Sometimes it's useful to make a merged cache file (e.g., to reduce the number of cache files to commit in git, etc.).
A convenient pattern here is to use nested cache calls.
julia> using CacheVariables
julia> cache("fullsweep.bson") do
map(1:3) do run
cache(joinpath("cache", "run-$run.bson")) do
result = "time-consuming result of run $run"
return result
end
end
end
[ Info: Saving to cache/run-1.bson
[ Info: Saving to cache/run-2.bson
[ Info: Saving to cache/run-3.bson
[ Info: Saving to fullsweep.bson
3-element Vector{String}:
"time-consuming result of run 1"
"time-consuming result of run 2"
"time-consuming result of run 3"
julia> cache("fullsweep.bson") do
map(1:3) do run
cache(joinpath("cache", "run-$run.bson")) do
result = "time-consuming result of run $run"
return result
end
end
end
[ Info: Loading from fullsweep.bson
3-element Vector{Any}:
"time-consuming result of run 1"
"time-consuming result of run 2"
"time-consuming result of run 3"Note that only the fullsweep.bson cache file was used when loading.

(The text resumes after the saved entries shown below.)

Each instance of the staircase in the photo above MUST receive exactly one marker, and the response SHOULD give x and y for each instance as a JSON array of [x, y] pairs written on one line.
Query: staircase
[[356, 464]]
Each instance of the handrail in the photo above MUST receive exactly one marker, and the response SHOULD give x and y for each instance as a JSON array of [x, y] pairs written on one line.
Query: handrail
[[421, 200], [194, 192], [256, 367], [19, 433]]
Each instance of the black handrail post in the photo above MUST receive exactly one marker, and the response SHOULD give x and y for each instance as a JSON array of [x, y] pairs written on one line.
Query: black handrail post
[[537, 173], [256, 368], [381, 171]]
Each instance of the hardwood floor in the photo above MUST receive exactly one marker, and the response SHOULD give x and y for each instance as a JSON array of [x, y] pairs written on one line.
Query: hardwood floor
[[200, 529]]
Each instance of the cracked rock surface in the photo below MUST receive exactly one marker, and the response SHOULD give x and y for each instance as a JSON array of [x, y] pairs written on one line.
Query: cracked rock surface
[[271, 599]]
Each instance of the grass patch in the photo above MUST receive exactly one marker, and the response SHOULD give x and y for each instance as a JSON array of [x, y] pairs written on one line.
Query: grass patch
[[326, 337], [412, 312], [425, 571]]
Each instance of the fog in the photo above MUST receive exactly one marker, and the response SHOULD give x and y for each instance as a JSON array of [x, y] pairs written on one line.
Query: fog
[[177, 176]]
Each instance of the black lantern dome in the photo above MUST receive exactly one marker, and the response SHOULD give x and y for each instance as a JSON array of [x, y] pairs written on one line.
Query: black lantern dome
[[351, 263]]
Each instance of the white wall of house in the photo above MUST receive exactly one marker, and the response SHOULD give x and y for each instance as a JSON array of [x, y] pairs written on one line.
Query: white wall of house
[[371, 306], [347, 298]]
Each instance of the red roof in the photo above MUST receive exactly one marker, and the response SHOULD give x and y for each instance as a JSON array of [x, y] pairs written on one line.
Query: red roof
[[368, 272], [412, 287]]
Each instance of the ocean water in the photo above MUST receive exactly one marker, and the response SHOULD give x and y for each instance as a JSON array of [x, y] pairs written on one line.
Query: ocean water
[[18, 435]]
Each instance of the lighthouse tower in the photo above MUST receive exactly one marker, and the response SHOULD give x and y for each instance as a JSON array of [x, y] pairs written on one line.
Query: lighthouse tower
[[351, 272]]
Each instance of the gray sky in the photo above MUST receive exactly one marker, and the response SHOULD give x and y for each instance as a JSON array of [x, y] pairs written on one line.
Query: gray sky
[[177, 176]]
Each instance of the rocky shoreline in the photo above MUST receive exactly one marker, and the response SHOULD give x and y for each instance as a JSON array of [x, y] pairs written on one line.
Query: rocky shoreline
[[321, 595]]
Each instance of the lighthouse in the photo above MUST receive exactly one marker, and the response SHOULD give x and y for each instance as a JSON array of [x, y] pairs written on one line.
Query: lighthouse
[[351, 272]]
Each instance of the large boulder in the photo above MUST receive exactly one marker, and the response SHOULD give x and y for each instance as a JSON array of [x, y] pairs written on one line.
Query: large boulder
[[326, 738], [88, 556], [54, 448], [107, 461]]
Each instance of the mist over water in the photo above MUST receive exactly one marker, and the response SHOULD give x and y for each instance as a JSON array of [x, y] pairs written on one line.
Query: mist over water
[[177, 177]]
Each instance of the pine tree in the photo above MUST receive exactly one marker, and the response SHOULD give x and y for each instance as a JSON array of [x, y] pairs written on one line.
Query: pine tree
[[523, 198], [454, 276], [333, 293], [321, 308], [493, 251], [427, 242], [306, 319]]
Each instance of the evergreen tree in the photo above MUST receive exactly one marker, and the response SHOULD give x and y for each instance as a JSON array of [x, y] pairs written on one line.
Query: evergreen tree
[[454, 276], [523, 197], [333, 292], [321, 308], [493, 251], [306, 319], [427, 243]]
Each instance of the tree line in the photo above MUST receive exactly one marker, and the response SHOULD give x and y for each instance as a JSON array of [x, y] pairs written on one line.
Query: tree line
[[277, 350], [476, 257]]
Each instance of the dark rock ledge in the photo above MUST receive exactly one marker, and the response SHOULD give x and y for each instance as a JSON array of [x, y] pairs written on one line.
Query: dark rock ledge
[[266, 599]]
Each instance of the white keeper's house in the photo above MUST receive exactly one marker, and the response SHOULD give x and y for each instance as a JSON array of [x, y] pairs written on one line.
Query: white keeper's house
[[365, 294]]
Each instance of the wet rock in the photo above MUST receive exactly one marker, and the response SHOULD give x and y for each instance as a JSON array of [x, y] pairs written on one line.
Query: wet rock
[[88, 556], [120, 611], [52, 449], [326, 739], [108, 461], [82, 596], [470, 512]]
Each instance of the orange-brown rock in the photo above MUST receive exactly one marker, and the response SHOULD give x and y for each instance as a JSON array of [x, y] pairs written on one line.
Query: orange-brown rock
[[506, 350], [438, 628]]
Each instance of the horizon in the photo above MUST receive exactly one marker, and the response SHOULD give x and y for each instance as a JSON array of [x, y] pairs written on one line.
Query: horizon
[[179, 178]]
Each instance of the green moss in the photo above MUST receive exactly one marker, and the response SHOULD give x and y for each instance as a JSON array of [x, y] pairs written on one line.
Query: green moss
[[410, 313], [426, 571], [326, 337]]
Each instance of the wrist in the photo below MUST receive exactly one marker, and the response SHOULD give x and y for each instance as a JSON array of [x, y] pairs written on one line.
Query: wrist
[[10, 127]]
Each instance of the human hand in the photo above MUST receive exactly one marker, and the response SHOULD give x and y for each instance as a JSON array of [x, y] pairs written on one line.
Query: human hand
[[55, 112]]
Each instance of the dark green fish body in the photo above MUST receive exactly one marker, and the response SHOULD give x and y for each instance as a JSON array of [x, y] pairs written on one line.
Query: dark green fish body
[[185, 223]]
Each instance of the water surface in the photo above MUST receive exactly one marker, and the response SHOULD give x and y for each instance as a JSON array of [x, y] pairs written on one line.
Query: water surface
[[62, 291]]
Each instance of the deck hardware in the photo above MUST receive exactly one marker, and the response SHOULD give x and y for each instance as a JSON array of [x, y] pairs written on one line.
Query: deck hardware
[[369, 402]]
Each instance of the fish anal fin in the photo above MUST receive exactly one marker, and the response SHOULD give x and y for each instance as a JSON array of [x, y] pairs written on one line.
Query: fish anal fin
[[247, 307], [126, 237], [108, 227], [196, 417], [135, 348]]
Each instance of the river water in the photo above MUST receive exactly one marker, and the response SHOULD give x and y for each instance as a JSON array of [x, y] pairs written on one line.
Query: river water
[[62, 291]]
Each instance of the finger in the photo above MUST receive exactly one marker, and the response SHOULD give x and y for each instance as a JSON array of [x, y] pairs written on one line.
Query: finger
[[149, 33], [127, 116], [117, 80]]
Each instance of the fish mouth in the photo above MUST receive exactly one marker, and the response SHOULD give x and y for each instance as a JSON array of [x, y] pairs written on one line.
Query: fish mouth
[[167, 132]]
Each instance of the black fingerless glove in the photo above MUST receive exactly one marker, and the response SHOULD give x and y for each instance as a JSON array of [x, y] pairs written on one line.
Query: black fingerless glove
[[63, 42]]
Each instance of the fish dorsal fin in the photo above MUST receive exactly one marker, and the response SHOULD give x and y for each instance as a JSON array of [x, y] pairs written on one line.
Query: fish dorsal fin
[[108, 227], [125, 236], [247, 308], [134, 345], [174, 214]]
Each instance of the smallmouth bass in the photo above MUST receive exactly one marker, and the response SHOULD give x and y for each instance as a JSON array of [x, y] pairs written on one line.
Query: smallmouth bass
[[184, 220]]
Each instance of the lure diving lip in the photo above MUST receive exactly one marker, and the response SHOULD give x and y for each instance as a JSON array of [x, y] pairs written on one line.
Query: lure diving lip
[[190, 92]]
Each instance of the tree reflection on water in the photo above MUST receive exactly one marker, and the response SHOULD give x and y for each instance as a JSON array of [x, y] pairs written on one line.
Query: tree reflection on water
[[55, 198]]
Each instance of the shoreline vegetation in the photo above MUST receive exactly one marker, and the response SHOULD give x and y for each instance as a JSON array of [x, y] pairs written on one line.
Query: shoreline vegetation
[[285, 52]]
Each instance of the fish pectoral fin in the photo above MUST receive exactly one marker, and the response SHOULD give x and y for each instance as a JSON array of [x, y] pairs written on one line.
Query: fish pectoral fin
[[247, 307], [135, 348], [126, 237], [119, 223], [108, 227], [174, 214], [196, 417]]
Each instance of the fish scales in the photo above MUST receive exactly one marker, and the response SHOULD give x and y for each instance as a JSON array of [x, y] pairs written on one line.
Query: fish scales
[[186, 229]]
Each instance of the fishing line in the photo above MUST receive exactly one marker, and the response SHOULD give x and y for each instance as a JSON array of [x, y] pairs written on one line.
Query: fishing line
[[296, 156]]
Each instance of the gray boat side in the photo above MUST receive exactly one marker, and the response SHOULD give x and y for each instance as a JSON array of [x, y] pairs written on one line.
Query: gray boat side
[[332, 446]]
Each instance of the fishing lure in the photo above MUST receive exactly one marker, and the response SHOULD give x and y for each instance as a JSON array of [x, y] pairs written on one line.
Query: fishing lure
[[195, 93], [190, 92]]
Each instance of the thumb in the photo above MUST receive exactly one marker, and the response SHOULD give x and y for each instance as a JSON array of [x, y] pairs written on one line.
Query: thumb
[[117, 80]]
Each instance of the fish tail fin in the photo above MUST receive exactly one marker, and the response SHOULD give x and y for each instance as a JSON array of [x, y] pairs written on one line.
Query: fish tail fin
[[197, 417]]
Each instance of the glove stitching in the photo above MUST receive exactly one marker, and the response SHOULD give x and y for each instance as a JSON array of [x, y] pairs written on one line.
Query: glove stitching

Once this file is produced, the intermediate files (cache/run-1.bson, etc.) are no longer needed.
To use this pattern on a cluster (as in Using pattern 2 on a cluster), we need to make sure the outer cache is not formed until we have all the results.
This can be done as follows:
julia> using CacheVariables
julia> ENV["SLURM_ARRAY_TASK_ID"] = 2 # simulate run from SLURM job array
2
julia> SUBSET = haskey(ENV, "SLURM_ARRAY_TASK_ID") ?
(IDX = parse(Int, ENV["SLURM_ARRAY_TASK_ID"]); IDX:IDX) : Colon()
2:2
julia> cache(SUBSET === Colon() ? "fullsweep.bson" : nothing) do
map((1:3)[SUBSET]) do run
cache(joinpath("cache", "run-$run.bson")) do
result = "time-consuming result of run $run"
return result
end
end
end
[ Info: No path provided, running without caching.
[ Info: Saving to cache/run-2.bson
1-element Vector{String}:
"time-consuming result of run 2"Note that the full cache was not generated here.